However, this year’s surge in the euro exchange rate complicates the ECB’s exit strategy. It curtails already sub-target inflation by making dollar-priced imports cheaper, dragging down the booming export sector and cutting into corporate earnings from outside the bloc.

Any mention of the euro and its relative impact on financial and economic conditions, as a result, may be the biggest market mover on Thursday.

Here’s what financial markets are looking for from the ECB’s statement and President Mario Draghi’s press conference.


The euro’s more than 13 percent rise against the dollar so far this year, its biggest in 14 years, puts the currency at the top of investor watch lists.

Absolute levels for the euro are still below its levels since ECB chief Mario Draghi promised to save the euro zone, but it is the speed of the move that is a concern.

On a trade-weighted basis, the euro has gained nearly 6 percent in less than five months. That strength creates obstacles for both economic growth and inflation in the euro zone.

Sources told Reuters last week that euro strength could delay ECB plans to roll back stimulus, and Draghi is sure to be asked about the currency in the post-meeting news conference.


With currency strength making a rare appearance in the minutes of the last policy meeting on July 20, markets will watch if the currency gets more attention in the formal post-meeting statement this week.

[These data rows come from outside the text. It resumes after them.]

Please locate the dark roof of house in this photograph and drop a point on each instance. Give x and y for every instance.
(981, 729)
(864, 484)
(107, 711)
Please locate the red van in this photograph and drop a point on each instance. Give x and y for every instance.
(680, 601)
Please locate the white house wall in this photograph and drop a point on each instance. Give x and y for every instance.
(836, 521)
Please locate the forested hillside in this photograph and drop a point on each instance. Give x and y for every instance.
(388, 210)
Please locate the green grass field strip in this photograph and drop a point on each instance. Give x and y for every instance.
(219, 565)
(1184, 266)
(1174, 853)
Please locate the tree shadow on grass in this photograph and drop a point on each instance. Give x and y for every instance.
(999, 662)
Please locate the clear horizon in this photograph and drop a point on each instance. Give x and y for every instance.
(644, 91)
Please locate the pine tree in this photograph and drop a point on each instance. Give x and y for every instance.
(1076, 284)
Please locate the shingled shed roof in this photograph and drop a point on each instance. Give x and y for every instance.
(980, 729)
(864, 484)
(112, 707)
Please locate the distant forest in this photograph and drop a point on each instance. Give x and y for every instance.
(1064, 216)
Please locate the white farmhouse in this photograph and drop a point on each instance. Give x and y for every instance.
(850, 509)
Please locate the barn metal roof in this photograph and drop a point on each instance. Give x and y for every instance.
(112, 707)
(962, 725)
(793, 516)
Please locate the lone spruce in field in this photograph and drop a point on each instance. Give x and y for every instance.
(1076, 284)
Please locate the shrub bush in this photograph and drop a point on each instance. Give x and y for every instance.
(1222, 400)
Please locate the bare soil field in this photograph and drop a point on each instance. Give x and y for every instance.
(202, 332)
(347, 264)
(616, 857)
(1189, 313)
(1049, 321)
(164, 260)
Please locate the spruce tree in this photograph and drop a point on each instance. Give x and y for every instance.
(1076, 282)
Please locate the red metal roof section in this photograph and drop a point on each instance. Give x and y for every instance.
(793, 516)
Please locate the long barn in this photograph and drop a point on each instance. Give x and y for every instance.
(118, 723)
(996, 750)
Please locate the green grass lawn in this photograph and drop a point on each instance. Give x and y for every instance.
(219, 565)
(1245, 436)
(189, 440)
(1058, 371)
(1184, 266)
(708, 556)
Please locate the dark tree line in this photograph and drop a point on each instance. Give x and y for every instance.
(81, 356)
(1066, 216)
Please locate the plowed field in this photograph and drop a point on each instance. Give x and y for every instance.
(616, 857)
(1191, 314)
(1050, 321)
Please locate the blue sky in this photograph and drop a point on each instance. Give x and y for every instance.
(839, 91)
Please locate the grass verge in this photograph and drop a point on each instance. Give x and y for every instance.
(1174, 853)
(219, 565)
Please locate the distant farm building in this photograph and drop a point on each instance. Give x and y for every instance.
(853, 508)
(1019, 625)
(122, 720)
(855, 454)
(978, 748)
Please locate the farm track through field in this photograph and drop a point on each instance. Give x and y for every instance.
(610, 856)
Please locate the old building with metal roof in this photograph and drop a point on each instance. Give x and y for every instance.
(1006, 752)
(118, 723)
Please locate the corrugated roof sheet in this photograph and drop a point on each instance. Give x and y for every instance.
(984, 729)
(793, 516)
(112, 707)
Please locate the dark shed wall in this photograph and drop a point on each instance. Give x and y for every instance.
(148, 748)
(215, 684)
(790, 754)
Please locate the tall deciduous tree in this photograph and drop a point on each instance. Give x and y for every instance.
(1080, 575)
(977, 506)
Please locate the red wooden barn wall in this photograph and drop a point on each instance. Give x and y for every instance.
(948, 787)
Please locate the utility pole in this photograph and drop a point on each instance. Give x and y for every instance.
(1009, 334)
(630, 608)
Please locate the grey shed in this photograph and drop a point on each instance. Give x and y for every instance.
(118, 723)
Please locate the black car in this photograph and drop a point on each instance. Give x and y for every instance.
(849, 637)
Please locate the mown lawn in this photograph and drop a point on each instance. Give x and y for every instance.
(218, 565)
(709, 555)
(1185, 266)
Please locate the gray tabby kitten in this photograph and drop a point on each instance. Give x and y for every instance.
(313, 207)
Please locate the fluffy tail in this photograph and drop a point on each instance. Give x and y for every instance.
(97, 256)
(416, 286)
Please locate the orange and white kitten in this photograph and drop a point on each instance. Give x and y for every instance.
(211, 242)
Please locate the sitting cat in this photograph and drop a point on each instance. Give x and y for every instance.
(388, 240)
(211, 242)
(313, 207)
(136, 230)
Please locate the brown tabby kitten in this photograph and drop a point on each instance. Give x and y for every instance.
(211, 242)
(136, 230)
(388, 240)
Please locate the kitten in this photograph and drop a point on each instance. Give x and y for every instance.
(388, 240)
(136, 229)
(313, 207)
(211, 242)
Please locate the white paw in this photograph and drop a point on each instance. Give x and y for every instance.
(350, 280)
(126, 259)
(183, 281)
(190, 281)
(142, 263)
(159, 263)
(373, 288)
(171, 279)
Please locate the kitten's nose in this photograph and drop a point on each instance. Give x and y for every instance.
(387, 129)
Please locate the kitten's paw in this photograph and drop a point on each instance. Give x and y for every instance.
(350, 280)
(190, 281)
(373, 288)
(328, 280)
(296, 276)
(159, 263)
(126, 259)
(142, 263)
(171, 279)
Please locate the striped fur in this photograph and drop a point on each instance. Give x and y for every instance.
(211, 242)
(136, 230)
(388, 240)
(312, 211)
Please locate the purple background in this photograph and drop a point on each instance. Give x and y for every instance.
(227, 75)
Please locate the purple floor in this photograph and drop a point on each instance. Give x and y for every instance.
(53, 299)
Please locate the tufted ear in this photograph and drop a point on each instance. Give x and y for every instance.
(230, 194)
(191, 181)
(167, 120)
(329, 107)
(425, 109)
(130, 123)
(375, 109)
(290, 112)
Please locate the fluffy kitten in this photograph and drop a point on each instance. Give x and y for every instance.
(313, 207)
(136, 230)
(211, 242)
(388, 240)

Despite the reference, Morgan Stanley analysts say the mention of the currency has dropped sharply in recent months after data-mining each policy statement and accompanying press conference since 1998.

July’s policy statement had an abnormally low nine mentions of the currency compared with an average of 27 in the last two years and far below 56 times at its March meeting.

“I think they will be careful not to push any major changes – they are wary of the exchange rate,” said Robert Skelton, a portfolio manager at Mediolanum Asset Management.


Revisions to the ECB’s staff projections following recent gains in the euro is another important focus.

Markets expect a slight downward revision in core inflation forecasts, although analysts said the ECB’s long-term forecasts may be little changed and should not in themselves derail plans for tapering next year.

Inflation in the 19-country currency bloc, which the ECB aims to keep just below 2 percent, accelerated to 1.5 percent in August from 1.3 percent.

The ECB forecasts inflation of 1.5 percent in 2017 and 1.3 percent in 2018.


Markets have pushed back expectations for when the ECB will signal a scaling back of its stimulus, to October from September. The latest Reuters poll predicts the same.

Still, ECB comments will be scrutinized for any clues on the timing and scale of a taper.

About 36 percent of government bond yields in the euro zone are below zero, compared with a peak in June 2016 of 51 percent, according to JP Morgan Asset Management. Globally, 30 percent of government bond yields are sub zero.

Frederik Ducrozet, an economist at Pictet Wealth Management, expects the ECB to lay the groundwork for the decision to be made by year-end, tasking its committees to study all policy options for 2018.


The ECB may also be questioned about a growing scarcity of eligible bonds for the bond-buying scheme, which might encourage it to wind down stimulus sooner rather than later.

The ECB bought fewer German bonds in August than in any month since the start of the stimulus program, suggesting it was holding back to avoid running out of debt to buy.

As the ECB pushes against its self-imposed limits for asset purchases, bond investors will be looking for any changes in the composition of the bond-buying scheme — whether that’s in country allocation or changes in the mix of corporate and government bonds in the scheme.

“The general sense is that it is all going down,” said Nandini Ramakrishnan, global market strategist at JP Morgan Asset Management.

“The 60 billion euros a month includes both (corporate and government bonds), so reducing that, we think, could proportionately reduce the purchases in both.”


The market reaction itself could be in the spotlight, especially if the euro moves sharply either way.

European stocks peaked at a two-year high in May, and the pan-European STOXX 600 equity index has fallen by around 6 percent since then, with euro zone stocks shedding a similar amount. Some investors blamed the euro’s blistering ascent as the main culprit.

European banking stocks will benefit from any hawkish slant, as a low-rate environment has hurt margins. Banks have so far underperformed the broader market and are relatively cheap.

If the ECB maintains the status quo, European stocks may rise, as companies in the pan-European equity index get more than half their revenues outside the euro zone, according to estimates from Societe Generale.